From the view point of reactor engineering, electron cyclotron (EC) heating and current drive
(ECH/ECCD) is attractive for the non-inductive build up.
In a startup discharge, toroidal plasma current is initially low and all the plasma would be
in open fields. As the current develops by ECH, a small closed flux surface would appear and
then the current inside the surface would develop by ECCD. Eventually the discharge would
develop into the tokamak stage, where whole the plasma is contained in large closed flux
surfaces, and the plasma is heated with the current ramp-up by ECCD, and finally the goal of
hot plasma buildup would be accomplished. It has been shown that oblique X-waves are
useful for ECH/ECCD for every stage of the discharge and it was suggested that an injection
power of Prf~4 MW could build up a hot plasma with the toroidal plasma current of
Ip~200kA, ne~1.2x1019m-3, Te~2keV, a=1 m and R0=5.1m in ITER [1].
As the electron temperature Te increases into keV range, however, plasma conductivity
becomes very high and the return current driven by the self-induction voltage from EC driven
current would hamper the current ramp-up.

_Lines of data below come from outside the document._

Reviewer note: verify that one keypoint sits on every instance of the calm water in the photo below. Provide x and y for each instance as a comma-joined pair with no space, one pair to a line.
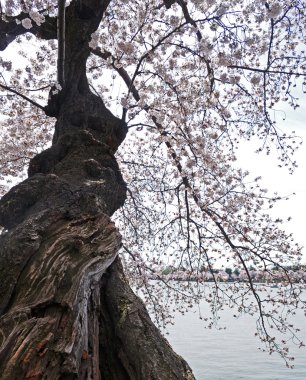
233,353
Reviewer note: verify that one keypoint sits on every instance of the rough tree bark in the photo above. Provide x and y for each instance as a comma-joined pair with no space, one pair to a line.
66,308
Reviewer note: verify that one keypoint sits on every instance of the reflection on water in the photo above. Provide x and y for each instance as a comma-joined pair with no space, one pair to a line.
233,353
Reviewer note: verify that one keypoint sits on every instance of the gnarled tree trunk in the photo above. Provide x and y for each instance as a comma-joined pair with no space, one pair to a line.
66,309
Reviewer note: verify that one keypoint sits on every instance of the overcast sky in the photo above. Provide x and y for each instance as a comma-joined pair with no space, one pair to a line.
279,179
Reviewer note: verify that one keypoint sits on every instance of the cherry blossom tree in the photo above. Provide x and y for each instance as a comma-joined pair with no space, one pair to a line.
149,101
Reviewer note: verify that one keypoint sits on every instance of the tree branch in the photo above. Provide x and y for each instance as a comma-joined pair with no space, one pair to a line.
61,43
22,96
9,29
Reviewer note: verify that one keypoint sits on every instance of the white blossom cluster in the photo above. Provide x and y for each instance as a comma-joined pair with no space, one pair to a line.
193,87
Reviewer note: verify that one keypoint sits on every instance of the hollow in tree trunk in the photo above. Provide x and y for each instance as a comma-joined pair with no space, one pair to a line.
66,308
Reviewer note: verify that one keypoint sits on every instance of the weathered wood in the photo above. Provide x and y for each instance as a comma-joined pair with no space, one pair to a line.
66,309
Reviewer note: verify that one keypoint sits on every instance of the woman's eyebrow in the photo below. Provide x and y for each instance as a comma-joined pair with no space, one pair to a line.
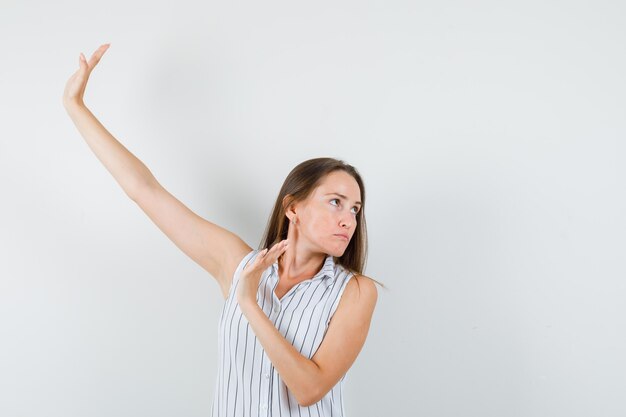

Here we study the current ramp-up for an ITER
case using a current circuit model for the ECCD driven current and the return current. The
circuit equation is coupled with the ECCD efficiency equation [2] and the ITERL-97P energy
confinement scaling [3]. Numerical study for various cases elucidates key points for efficient
current ramp-up in keV range plasmas.
[1] T. Maekawa, M. Uchida and H. Tanaka, Nucl. Fusion 58 (2018) 016037.
[2] C.F.F. Karney and N.J. Fisch, Phys. Fluids, 29 (1986)180.
[3] S.M. Kaye and ITER Confinement Database Working Group Nucl. Fusion 37(1997) 1303.